Para a Polícia Militar, o clássico entre Palmeiras e Corinthians, sábado, pela 31ª rodada do Campeonato Brasileiro, no Pacaembu, é considerado de alto risco. Por isso, o efetivo de policiais será ampliado. Normalmente são destacados 500 homens para esse tipo de jogo. No sábado, serão 600.

O efetivo extra de cem policiais será usado para reforçar a escolta às torcidas organizadas até o estádio. Para a PM, o problema da violência no futebol não está mais dentro ou nos arredores dos estádios, mas sim em regiões periféricas.

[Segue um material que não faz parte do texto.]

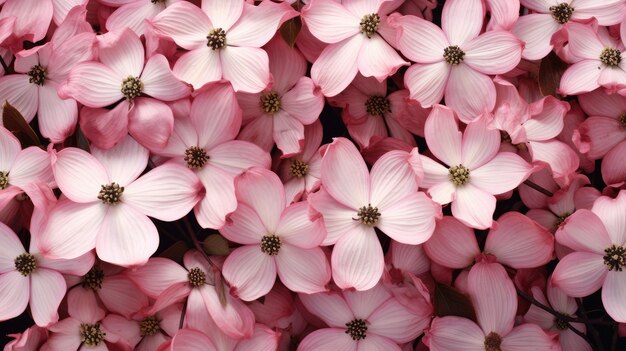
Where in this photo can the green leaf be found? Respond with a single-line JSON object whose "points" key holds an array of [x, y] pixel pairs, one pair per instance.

Esse ano, três pessoas morreram em São Paulo vítimas de confrontos entre torcidas e todas as brigas ocorreram longe dos estádios.

No último domingo, por exemplo, um palmeirense morreu na Rodovia Anchieta, em São Bernardo, após participar de uma emboscada contra santistas. Em agosto, outro palmeirense morreu depois de confronto com integrantes da Gaviões da Fiel, ligada ao Corinthians, em Franco da Rocha. Em fevereiro, um santista foi espancado até a morte por são-paulinos no bairro de Aricanduva, na zona leste.

"Semana passada tivemos a morte de um torcedor e agora todo mundo vai estar de olho nas torcidas. O grande problema é o trajeto, e não o estádio. Não vamos tolerar nenhum tipo de insulto ou briga. Estaremos prontos para qualquer tipo de intervenção. Se tiver algum problema, vou pedir a suspensão das torcidas. Esse jogo vai ser extremamente monitorado por nós. O policiamento vai ser reforçado nas estações de metrô e da CPTM", disse o comandante do 2º Batalhão de Choque, tenente coronel José Balestieiro Filho.

Durante reunião realizada nesta sexta-feira na sede do batalhão, as organizadas de Corinthians e Palmeiras, com medo de possíveis emboscadas, não quiserem revelar em público quais serão os trajetos que seus integrantes vão fazer para se deslocar até o Pacaembu. Após o encontro, os líderes das facções passaram os itinerários diretamente à PM, Metrô e CPTM.

"Nosso problema está na periferia. As torcidas falam uma coisa aqui e depois fazem outro trajeto", reclamou o chefe de segurança da CPTM, Marcos dos Santos. "Já teve jogo em que estávamos fazendo a escolta de um trem cheio de torcedores e, no meio do percurso, eles desceram só para caçar confusão."

Por causa do risco de confronto entre as torcidas no sábado, até caçambas com resto de entulhos de obras virou motivo de preocupação para a PM. O temor é que paus e pedras sejam utilizados como armamento pelos torcedores. "Qualquer detalhe é importante. Por isso pedimos à Prefeitura que verifique se, no trajeto que as duas torcidas vão fazer até o estádio, não tem nenhum caçamba", disse o capitão Alexandre Vilariço, do 2º Batalhão de Choque.